# Internet Sharing Connection between two network cards



## dimnet2000 (Sep 15, 2005)

I have the following configuration:

Modem cable ---------) Dlink Wireless Router di624 -------)Pcmcia device receiver dlink dwl610 with ics feature activated (internet sharing connection)-------)laptop(-------second ethernet network card adapter ---------) second dlink di624 router

when I enable this morning the both network card into my laptop and that worked fine and I was able to connect to the network with a second computer system connected to the second dlink router di624. But when I rebooted my laptop then nothing work.

If I enable the two network card adaptor then nothing work. the card stay connected but no internet access, once I disable the ethernet network card then the internet access work fine with only the pcmcia device receiver activated....

Microsoft said to put ip 192.168.0.1 with 255.255.255.0 mask and let all other field empty for the ethernet network card.

for the pcmcia configuration I put obtain automatically the ip and dsn. I also tried static ip with gateway and dsn but he still not working when I activate the two network cards. I think the problem in inside the laptop between the two network cards adaptor.

I need your help please.

I begin to be crazy and that waste my time since 3 weeks now.

Dimnet :sayno:


----------



## johnwill (Sep 26, 2002)

Why in the world are you using ICS with a wireless router? :sayno: If you really want to connect two routers together, there are much easier ways.

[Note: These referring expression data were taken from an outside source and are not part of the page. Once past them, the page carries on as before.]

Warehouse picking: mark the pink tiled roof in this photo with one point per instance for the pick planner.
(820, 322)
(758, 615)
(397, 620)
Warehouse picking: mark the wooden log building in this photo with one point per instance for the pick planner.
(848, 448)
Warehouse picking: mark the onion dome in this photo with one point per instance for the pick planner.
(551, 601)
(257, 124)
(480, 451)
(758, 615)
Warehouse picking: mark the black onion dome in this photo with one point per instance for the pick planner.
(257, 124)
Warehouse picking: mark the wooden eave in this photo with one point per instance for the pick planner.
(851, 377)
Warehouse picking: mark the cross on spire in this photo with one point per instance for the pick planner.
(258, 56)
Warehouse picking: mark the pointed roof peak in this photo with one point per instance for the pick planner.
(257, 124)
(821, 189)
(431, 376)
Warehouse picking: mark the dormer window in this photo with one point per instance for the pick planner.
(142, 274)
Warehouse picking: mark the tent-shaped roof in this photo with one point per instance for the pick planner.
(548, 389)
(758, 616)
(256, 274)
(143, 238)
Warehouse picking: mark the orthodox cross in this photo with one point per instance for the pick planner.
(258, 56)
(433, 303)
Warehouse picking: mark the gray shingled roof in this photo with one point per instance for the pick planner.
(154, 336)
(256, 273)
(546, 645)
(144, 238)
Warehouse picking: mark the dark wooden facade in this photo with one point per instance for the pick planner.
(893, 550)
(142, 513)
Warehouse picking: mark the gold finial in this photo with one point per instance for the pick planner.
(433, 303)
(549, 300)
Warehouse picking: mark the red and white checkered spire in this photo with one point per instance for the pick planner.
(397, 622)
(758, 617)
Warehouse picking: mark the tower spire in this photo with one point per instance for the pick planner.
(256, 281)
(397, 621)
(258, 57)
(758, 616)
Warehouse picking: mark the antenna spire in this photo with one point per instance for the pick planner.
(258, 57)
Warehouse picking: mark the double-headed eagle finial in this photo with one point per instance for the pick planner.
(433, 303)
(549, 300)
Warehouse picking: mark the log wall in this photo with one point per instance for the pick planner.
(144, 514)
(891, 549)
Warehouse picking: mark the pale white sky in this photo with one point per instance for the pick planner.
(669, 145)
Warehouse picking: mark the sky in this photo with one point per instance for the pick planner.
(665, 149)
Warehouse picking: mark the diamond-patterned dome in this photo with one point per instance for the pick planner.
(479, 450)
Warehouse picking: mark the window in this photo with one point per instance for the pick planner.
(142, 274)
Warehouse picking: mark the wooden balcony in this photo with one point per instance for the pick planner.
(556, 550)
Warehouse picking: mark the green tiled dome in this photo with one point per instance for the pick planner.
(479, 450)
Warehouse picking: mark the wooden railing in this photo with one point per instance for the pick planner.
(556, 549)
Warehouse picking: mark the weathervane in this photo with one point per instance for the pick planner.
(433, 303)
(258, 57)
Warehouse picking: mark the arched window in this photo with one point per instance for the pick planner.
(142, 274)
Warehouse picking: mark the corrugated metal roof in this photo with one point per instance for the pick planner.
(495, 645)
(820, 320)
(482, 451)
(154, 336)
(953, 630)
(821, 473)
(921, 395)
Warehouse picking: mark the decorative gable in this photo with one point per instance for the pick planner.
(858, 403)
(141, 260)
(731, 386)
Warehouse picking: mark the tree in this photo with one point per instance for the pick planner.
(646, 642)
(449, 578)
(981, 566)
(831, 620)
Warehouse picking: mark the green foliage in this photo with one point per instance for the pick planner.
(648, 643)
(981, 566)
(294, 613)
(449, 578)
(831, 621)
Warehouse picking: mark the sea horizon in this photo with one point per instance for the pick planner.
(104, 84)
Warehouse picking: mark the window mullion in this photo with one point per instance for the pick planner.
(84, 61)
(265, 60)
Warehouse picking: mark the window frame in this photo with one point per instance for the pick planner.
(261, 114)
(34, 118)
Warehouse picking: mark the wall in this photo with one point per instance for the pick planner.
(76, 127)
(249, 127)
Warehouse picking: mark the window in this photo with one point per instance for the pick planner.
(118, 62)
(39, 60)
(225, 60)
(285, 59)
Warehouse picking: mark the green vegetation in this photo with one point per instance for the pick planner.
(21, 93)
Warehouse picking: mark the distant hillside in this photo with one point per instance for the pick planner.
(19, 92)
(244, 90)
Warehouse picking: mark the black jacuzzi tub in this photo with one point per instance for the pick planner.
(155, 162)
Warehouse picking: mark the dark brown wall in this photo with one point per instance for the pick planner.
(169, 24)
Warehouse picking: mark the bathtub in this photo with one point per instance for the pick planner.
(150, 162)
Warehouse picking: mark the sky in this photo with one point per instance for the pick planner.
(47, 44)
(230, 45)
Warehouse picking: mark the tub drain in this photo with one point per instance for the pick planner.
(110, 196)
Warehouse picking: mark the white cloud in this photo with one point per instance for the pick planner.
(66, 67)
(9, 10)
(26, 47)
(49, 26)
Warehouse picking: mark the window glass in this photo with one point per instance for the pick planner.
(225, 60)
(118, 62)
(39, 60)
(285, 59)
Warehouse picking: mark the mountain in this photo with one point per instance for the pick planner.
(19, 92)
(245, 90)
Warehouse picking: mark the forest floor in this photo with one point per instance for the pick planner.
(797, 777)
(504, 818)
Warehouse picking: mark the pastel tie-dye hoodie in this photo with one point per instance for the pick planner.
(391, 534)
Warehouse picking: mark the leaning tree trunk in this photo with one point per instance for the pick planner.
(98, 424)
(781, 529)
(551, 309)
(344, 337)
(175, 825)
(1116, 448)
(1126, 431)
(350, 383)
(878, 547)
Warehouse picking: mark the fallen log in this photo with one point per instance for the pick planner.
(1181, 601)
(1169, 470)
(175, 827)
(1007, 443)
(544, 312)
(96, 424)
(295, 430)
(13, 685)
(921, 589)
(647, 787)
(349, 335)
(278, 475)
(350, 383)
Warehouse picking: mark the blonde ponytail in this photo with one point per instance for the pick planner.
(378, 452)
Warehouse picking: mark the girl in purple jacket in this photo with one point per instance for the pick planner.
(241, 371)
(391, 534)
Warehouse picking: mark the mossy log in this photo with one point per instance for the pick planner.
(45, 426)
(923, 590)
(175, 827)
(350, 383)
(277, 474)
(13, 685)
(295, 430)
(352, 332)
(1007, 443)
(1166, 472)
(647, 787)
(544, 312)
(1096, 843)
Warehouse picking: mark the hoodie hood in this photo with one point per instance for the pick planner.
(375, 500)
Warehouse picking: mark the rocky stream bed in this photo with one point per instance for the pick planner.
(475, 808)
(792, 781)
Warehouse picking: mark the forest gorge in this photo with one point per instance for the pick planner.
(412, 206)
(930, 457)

Connecting two SOHO broadband routers together.

Configure the IP address of the secondary router to be in the same subnet as the primary router, but out of the range of the DHCP server in the primary router. For instance DHCP server addresses 192.168.0.2 through 192.168.0.100, I'd assign the secondary router 192.168.0.254 as it's IP address.

Disable the DHCP server in the secondary router.

Setup the wireless section just the way you would if it was the primary router.

Connect from the primary router's LAN port to one of the LAN ports on the secondary router. If there is no uplink port and neither of the routers have auto-sensing ports, use a cross-over cable. Leave the WAN port unconnected!


----------



## dimnet2000 (Sep 15, 2005)

Thank you for your precious information.

The reason why I use a wi-fi device receiver pcmcia dlink610 between the two dlink 624 routers is because they are too far from each other. One is at the lobby and second one at the second floor very far. A cable to link the two routers togheter is not possible.

Can you tell me how to setup it with the pcmcia device receiver please?
I only need that to make phone calls sometime with my ip phone!

Dimnet



johnwill said:


> Why in the world are you using ICS with a wireless router? :sayno: If you really want to connect two routers together, there are much easier ways.
> 
> Connecting two SOHO broadband routers together.
> 
> ...


----------



## johnwill (Sep 26, 2002)

If you want a wireless connection, I suggest you use a wireless bridge or access point. Screwing around with ICS in this context is bound to be a PITA.


----------